THE ST GEORGE’S Healthcare NHS Trust has launched its plan to tackle an overspend of around ?20 million by changing the way it works.

The plan focuses on improving patient services by changing the way the hospital works, based on ideas provided by staff.

Much of the plan, entitled Renewing St George’s: A Plan for Financial Recovery, is based on the fact that some of the Trust’s overspend is to do with outdated processes and systems that cause frustration for patients and staff alike.

It sets out a range of measures to save ?24.5 million over the next three years, including:

  • Reorganising outpatient services. Instead of each part of St George’s running its own outpatient clinics, they will be centralised and simplified, making processes simpler for patients and staff.
  • Changes to nursing. Making sure staffing levels and skills on the wards match patient needs, and reducing the need for bank and agency staff.
  • Changes to the way medical secretaries work. Medical secretaries spend an average of 40 per cent of their time typing. By contracting out typing and centralising processes like booking patient appointments, their time could be freed up to do more of the things consultants need them to do.
  • Closing around 60 beds by reducing the amount of time patients spend in hospital – building partly on clinical research carried out by senior consultants at St George’s, and on further moves to make sure patients are admitted to hospital on the day of their operation.
  • Simplifying procurement, invoicing, IT and HR processes.
  • Developing a private patient service at St George’s. Other London NHS hospitals have them, and they earn money for NHS patients.
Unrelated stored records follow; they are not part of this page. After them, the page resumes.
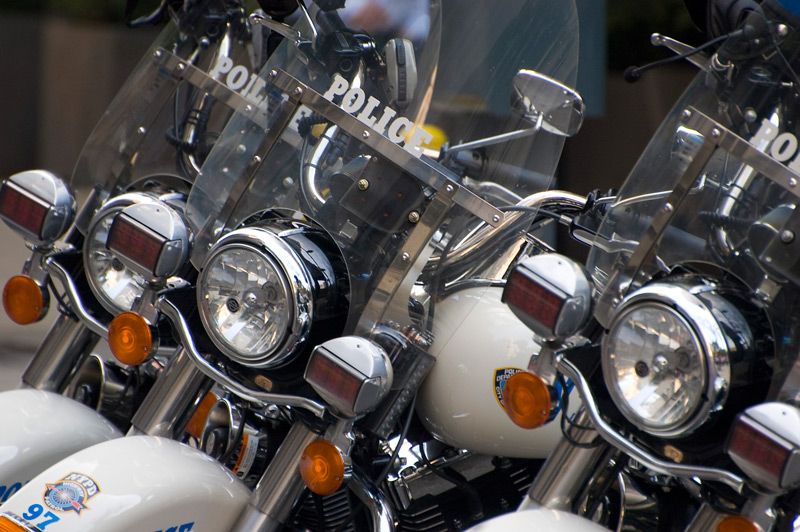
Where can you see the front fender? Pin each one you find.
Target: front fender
(38, 428)
(538, 519)
(136, 483)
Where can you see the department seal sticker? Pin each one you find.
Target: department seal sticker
(71, 493)
(500, 377)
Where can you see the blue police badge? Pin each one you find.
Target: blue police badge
(71, 493)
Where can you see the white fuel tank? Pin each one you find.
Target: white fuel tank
(37, 429)
(137, 483)
(478, 344)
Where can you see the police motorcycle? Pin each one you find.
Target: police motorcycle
(143, 154)
(680, 333)
(344, 310)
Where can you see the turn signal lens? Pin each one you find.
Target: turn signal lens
(322, 467)
(527, 400)
(198, 421)
(130, 338)
(736, 523)
(7, 525)
(24, 300)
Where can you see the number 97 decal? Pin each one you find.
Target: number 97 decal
(38, 517)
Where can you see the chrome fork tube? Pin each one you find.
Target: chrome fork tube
(562, 477)
(169, 405)
(67, 341)
(277, 493)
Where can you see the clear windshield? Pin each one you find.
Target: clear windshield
(716, 189)
(328, 140)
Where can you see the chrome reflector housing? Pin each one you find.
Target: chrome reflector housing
(258, 296)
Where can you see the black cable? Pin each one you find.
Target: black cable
(455, 478)
(63, 307)
(379, 478)
(400, 441)
(633, 73)
(239, 433)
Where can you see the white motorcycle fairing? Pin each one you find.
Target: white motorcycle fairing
(137, 483)
(538, 519)
(460, 400)
(38, 428)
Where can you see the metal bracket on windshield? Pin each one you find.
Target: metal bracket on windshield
(715, 136)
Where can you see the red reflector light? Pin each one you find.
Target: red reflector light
(323, 372)
(532, 299)
(134, 242)
(759, 450)
(22, 209)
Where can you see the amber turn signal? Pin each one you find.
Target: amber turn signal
(527, 400)
(130, 338)
(24, 300)
(736, 523)
(7, 525)
(322, 467)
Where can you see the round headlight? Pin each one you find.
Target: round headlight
(666, 359)
(115, 285)
(256, 297)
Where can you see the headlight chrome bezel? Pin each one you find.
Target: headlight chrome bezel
(106, 214)
(297, 283)
(710, 321)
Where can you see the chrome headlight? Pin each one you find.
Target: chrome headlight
(258, 296)
(115, 285)
(667, 356)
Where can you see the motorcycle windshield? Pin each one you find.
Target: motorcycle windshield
(716, 189)
(166, 115)
(325, 136)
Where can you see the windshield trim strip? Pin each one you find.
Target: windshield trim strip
(422, 168)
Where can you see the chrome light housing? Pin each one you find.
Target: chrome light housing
(668, 352)
(37, 205)
(116, 285)
(258, 296)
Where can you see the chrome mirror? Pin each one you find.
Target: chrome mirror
(547, 103)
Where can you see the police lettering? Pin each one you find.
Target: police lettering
(384, 120)
(239, 79)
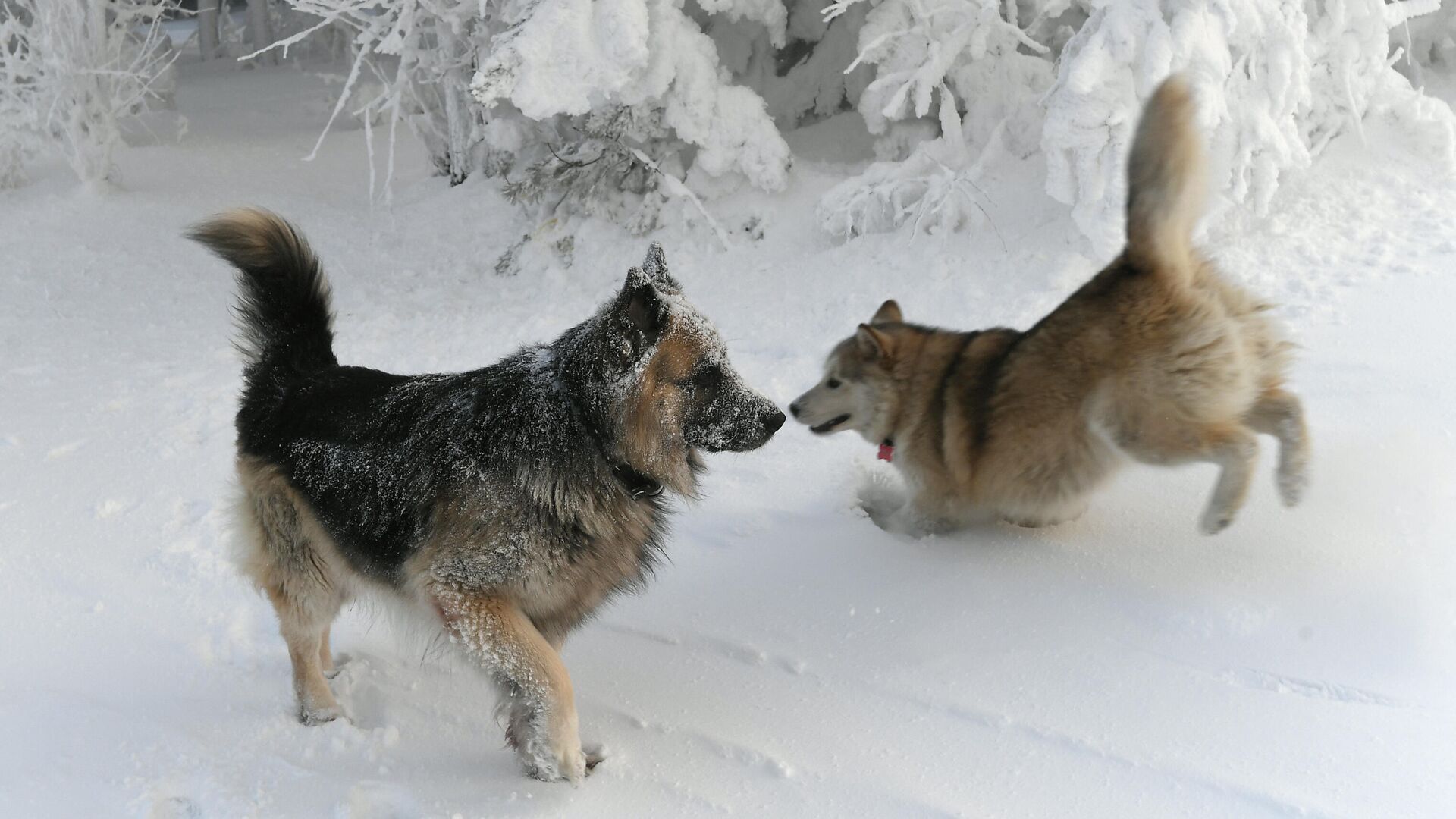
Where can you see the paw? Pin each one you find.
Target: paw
(552, 755)
(318, 716)
(596, 755)
(1215, 521)
(1292, 484)
(551, 765)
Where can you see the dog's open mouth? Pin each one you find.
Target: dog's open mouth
(829, 425)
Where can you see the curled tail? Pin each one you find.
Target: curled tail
(1165, 183)
(283, 300)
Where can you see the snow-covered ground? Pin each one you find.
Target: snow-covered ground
(791, 659)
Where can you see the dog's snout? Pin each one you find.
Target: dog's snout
(772, 420)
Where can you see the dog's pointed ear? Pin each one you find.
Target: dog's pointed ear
(655, 261)
(638, 314)
(877, 346)
(655, 268)
(889, 314)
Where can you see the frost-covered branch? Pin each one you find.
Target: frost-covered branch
(72, 72)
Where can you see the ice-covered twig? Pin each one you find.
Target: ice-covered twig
(677, 188)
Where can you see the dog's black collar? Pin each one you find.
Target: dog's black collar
(638, 484)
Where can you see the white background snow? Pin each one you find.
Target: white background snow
(791, 659)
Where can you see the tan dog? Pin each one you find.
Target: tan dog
(1158, 357)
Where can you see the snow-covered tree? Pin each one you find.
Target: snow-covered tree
(1277, 79)
(620, 107)
(82, 69)
(580, 104)
(19, 102)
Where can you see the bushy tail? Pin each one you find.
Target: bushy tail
(1165, 183)
(283, 300)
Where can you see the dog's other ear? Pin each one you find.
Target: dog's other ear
(639, 314)
(887, 314)
(875, 344)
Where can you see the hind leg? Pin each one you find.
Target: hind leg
(1231, 445)
(538, 704)
(305, 626)
(286, 564)
(1280, 414)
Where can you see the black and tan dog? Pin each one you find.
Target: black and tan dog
(509, 503)
(1158, 359)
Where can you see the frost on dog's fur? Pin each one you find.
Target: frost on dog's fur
(513, 500)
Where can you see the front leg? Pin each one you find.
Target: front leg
(542, 710)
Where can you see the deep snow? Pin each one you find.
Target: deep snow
(791, 659)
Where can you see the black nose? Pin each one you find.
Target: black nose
(772, 422)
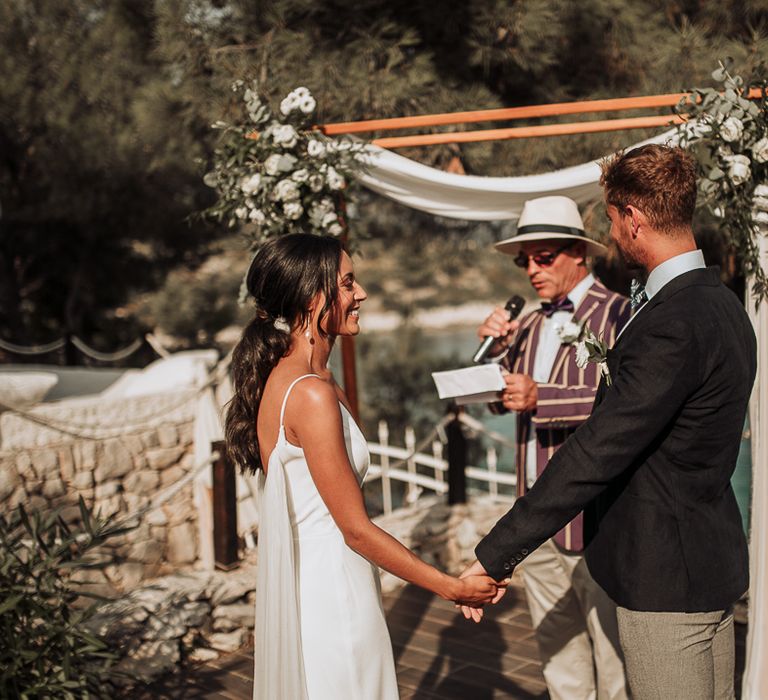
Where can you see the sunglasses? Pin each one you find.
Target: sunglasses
(544, 259)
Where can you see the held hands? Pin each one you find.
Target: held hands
(498, 325)
(475, 611)
(520, 394)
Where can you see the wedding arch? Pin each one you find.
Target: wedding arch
(478, 198)
(287, 174)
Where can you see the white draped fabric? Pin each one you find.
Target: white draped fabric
(473, 197)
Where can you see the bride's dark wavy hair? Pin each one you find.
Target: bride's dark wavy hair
(285, 276)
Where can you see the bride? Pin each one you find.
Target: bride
(320, 630)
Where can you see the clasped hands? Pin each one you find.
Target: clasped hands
(474, 611)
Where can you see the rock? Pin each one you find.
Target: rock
(24, 465)
(230, 589)
(66, 463)
(241, 614)
(164, 457)
(171, 476)
(182, 544)
(115, 461)
(202, 654)
(46, 463)
(168, 436)
(82, 480)
(106, 489)
(146, 552)
(228, 641)
(9, 481)
(53, 488)
(142, 483)
(85, 455)
(156, 517)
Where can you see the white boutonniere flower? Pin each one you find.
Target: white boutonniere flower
(591, 348)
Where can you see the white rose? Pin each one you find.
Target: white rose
(731, 129)
(293, 210)
(760, 150)
(328, 219)
(334, 180)
(316, 182)
(288, 104)
(582, 354)
(286, 190)
(250, 184)
(315, 148)
(272, 164)
(307, 104)
(285, 135)
(738, 170)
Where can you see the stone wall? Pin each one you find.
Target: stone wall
(116, 475)
(198, 615)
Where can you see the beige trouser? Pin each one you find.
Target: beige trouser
(575, 623)
(686, 656)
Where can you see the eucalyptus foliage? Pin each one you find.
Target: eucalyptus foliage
(274, 174)
(45, 648)
(728, 133)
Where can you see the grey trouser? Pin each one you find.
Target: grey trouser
(575, 623)
(686, 656)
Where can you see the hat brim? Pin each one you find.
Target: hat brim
(511, 246)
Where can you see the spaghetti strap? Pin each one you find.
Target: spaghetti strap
(288, 391)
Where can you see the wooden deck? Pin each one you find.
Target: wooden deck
(439, 655)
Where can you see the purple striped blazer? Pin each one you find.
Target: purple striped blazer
(565, 401)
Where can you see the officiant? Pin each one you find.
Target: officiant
(551, 395)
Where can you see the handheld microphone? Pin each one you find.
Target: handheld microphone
(513, 306)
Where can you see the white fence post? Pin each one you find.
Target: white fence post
(492, 459)
(410, 446)
(386, 489)
(437, 451)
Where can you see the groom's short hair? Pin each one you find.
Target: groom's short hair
(659, 180)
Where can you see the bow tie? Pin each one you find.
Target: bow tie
(637, 295)
(548, 308)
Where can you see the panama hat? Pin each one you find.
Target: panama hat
(549, 218)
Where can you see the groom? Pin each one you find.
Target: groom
(653, 462)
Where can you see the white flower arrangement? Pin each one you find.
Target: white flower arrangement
(591, 348)
(728, 133)
(276, 174)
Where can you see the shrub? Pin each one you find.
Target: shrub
(45, 648)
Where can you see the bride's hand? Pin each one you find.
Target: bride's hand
(478, 590)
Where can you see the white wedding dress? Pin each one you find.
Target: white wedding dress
(320, 630)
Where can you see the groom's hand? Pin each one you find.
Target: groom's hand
(476, 613)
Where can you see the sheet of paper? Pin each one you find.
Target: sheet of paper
(477, 384)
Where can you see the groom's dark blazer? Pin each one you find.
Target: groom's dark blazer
(652, 465)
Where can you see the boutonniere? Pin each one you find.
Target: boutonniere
(591, 348)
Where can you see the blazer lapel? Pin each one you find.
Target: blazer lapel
(592, 300)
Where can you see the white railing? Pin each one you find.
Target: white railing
(422, 472)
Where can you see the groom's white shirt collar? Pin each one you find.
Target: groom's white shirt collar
(663, 274)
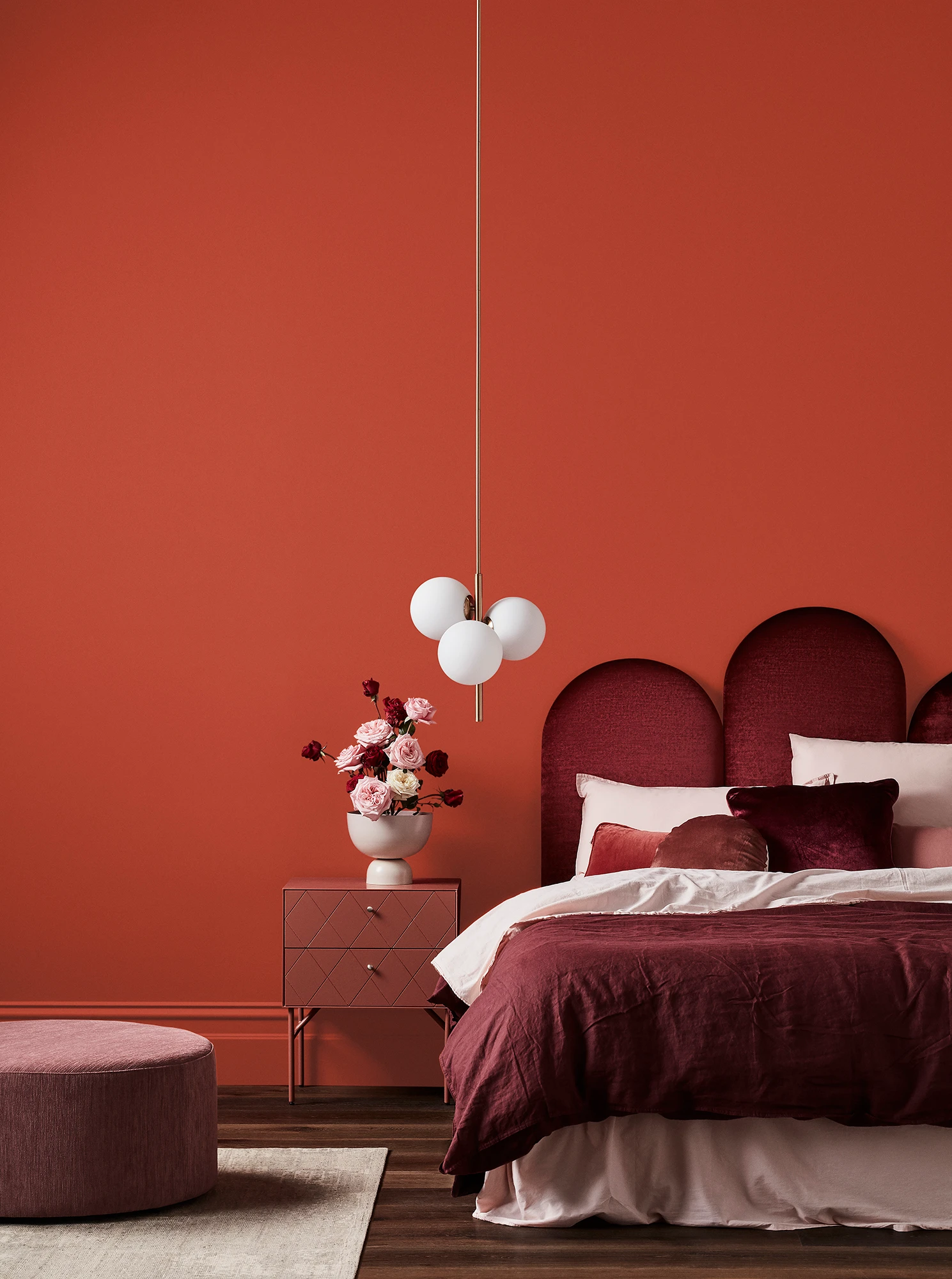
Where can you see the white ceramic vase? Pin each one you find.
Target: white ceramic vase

Launching Renewing St George’s, Trust Chief Executive Peter Homa says:

“This plan will bring about improvements for patients and will improve our efficiency as well. It is about changing the way we work.

“That said, we know that parts of this plan will be controversial. We cannot rule out redundancies, but we will do everything possible to avoid them and will continue to discuss these plans with staff side. “St George’s is such a good hospital. We are not perfect, but we have improved patient care so much in recent years. If we can sort out our financial position, we really will be making a move towards being one of the best hospitals in the country. Getting there is not going to be easy, but I know many staff agree that we have to act.”

The next steps in implementing the plan will be to begin a programme of meetings with staff to discuss the measures, and the establishment of project teams to implement them. But as Peter Homa explains, it’s time to get down to action:

“There is a sense of frustration that this one thing – our deficit – is holding St George’s back. Also, a sense of wanting to get on with it; to take action. Now is our chance.”